Pair Corralation between Modular Medical and Phreesia
Given the investment horizon of 90 days Modular Medical is expected to under-perform the Phreesia. In addition to that, Modular Medical is 1.85 times more volatile than Phreesia. It trades about -0.08 of its total potential returns per unit of risk. Phreesia is currently generating about 0.07 per unit of volatility. If you would invest 2,459 in Phreesia on April 24, 2025 and sell it today you would earn a total of 221.00 from holding Phreesia or generate 8.99% return on investment over 90 days.

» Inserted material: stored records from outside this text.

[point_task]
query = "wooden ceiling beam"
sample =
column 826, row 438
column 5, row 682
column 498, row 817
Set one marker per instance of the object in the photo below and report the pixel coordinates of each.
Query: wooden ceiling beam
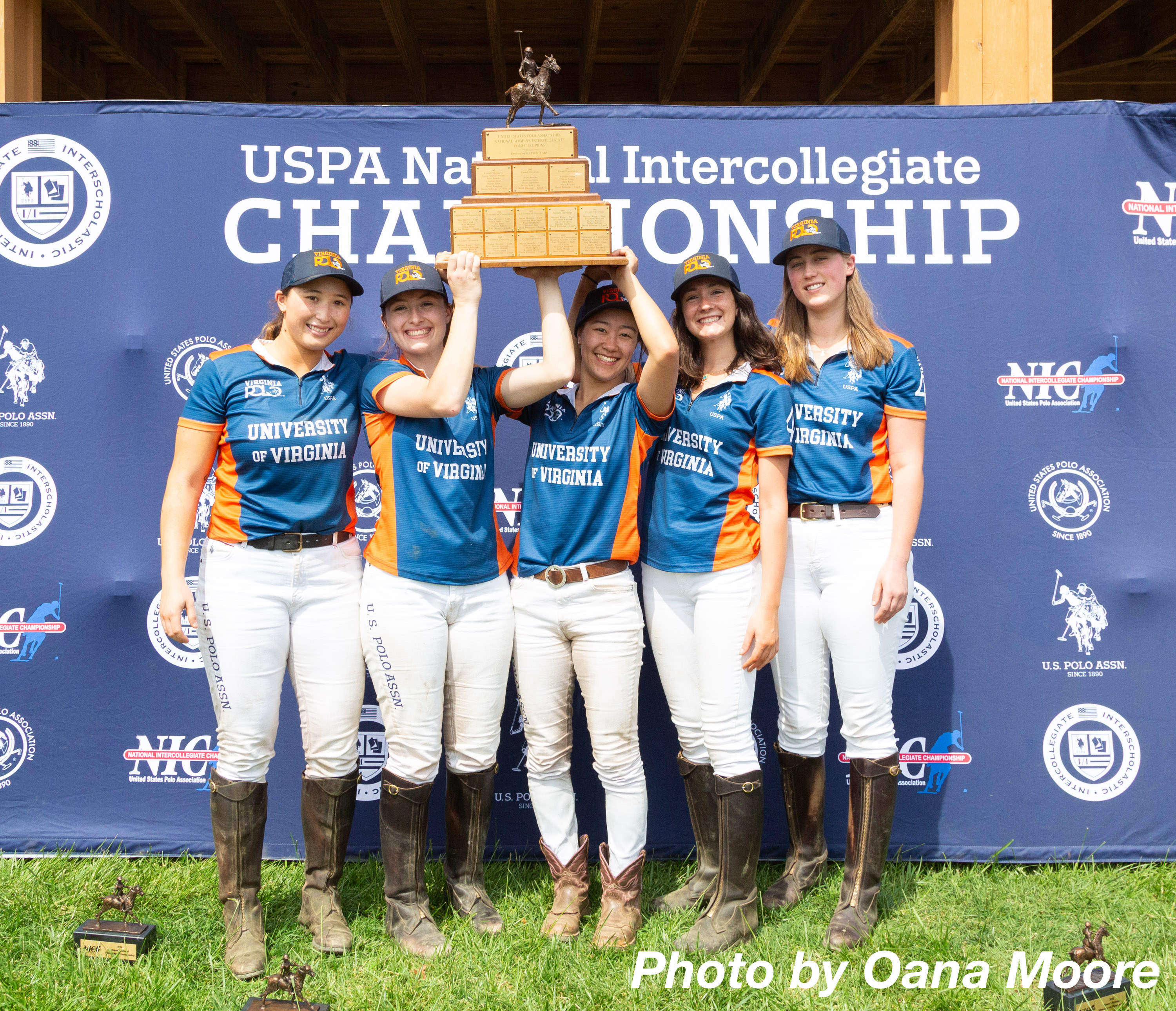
column 678, row 43
column 232, row 50
column 140, row 45
column 310, row 27
column 588, row 50
column 767, row 44
column 858, row 42
column 408, row 46
column 66, row 57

Time Period | 3 Months [change] |
Direction | Moves Against |
Strength | Very Weak |
Accuracy | 98.39% |
Values | Daily Returns |
Modular Medical vs. Phreesia
Performance |
Timeline |
Modular Medical |
Phreesia |
Modular Medical and Phreesia Volatility Contrast
Predicted Return Density |
Returns |
Pair Trading with Modular Medical and Phreesia
The main advantage of trading using opposite Modular Medical and Phreesia positions is that it hedges away some unsystematic risk. Because of two separate transactions, even if Modular Medical position performs unexpectedly, Phreesia can make up some of the losses. Pair trading also minimizes risk from directional movements in the market. For example, if an entire industry or sector drops because of unexpected headlines, the short position in Phreesia will offset losses from the drop in Phreesia's long position.Modular Medical vs. Neuropace | Modular Medical vs. Nexalin Technology | Modular Medical vs. STRATA Skin Sciences | Modular Medical vs. IRIDEX |
Phreesia vs. Health Catalyst | Phreesia vs. Definitive Healthcare Corp | Phreesia vs. Privia Health Group | Phreesia vs. National Research Corp |
Check out your portfolio center.Note that this page's information should be used as a complementary analysis to find the right mix of equity instruments to add to your existing portfolios or create a brand new portfolio. You can also try the Pair Correlation module to compare performance and examine fundamental relationship between any two equity instruments.